In the first part of the analysis, we decompose each country’s EPU index into global and local (country-specific) uncertainty factors. The global factor is constructed as the GDP-weighted average of national EPU, and the local factor is obtained as a residual that reflects the domestic uncertainty that cannot be explained through the global factor. We find that countries differ in their exposure to the global factor and in the volatility of their local uncertainty. With these two measures uncertainty, in the second part of the analysis we study their differential effects on the government yield curve. We find that both sources of uncertainty are important in determining government yields; however, yields respond very differently to global and local sources of policy uncertainty.

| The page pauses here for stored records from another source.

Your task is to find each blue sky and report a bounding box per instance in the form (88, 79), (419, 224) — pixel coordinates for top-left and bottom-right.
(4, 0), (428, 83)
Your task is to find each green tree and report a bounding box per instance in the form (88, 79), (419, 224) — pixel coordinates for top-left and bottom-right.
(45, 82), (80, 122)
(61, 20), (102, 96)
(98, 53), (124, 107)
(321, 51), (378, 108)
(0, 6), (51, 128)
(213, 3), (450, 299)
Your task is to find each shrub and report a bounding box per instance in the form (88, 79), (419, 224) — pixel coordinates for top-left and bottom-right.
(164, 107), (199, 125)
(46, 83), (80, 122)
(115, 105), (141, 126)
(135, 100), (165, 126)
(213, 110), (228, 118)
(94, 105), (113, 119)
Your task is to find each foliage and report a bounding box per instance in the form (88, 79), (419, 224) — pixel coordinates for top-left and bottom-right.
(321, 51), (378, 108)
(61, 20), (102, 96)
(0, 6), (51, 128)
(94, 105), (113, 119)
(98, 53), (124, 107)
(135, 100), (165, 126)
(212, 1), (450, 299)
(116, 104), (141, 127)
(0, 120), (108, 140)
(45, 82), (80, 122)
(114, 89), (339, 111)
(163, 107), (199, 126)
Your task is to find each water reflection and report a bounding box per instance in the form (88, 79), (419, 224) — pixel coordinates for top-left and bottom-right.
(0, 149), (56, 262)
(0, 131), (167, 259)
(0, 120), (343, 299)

Figure 1 shows a robust negative relationship between government yields and global uncertainty at all maturities, which is consistent with the response to an undiversifiable risk: when global uncertainty is higher, capitals fly away from risky investments towards safe assets, pushing yields down in all countries. In contrast, we find an heterogeneous response of government yields to local uncertainty (both negative and positive ‘betas’, which are more dispersed for longer maturities). This result suggests that, in some countries, higher local uncertainty shifts capital towards their own governments bonds, whereas in other countries, capital flies across the border towards foreign bonds. This heterogeneous cross-country flight-to-safety phenomenon is a novel result, and it is robust to including additional measures of global risks and global recessions.
In order to explain the heterogeneous responses to local uncertainty, we correlate the response of government yields with different economic, financial, and institutional characteristics of a country, such as financing costs, bond market liquidity, financial depth, and governance quality. We discover that these characteristics are important determinants of the heterogeneous responses to local uncertainty.

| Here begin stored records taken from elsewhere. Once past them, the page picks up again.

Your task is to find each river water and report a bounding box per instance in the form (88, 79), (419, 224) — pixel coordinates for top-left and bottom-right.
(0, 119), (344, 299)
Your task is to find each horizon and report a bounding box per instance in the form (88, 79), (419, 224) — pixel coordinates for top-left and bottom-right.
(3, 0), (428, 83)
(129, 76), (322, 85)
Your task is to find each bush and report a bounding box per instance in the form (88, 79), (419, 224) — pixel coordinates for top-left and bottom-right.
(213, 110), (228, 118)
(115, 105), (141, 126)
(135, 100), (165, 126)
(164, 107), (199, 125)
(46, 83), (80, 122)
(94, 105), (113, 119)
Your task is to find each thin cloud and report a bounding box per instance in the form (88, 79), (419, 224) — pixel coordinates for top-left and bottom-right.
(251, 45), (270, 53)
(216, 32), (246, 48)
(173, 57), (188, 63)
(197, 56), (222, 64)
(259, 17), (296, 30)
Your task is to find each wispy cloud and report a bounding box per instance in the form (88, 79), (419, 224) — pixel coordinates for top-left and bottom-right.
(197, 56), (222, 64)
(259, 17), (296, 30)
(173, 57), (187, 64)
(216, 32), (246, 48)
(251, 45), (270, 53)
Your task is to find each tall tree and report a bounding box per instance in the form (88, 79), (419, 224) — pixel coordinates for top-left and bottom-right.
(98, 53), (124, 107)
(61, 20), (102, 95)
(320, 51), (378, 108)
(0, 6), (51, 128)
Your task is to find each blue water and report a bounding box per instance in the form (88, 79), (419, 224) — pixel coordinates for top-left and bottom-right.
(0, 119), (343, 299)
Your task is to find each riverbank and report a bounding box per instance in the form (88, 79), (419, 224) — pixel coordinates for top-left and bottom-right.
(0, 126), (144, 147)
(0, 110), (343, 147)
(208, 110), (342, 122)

Figure 2 shows that cheaper financing costs, higher liquidity, stronger financial depth and better governance favour the role of a country’s government bonds as a safe-haven against local uncertainty.
The project has been presented at universities, central banks and other research institutions. I organized the Workshop “Uncertainty in Macroeconomics and Finance” where a large group of researchers discussed about the effects of uncertainty in global financial markets and trade networks, asset markets, labour markets, monetary and fiscal policy, as well as advancements in the measurement of uncertainty at national and international levels.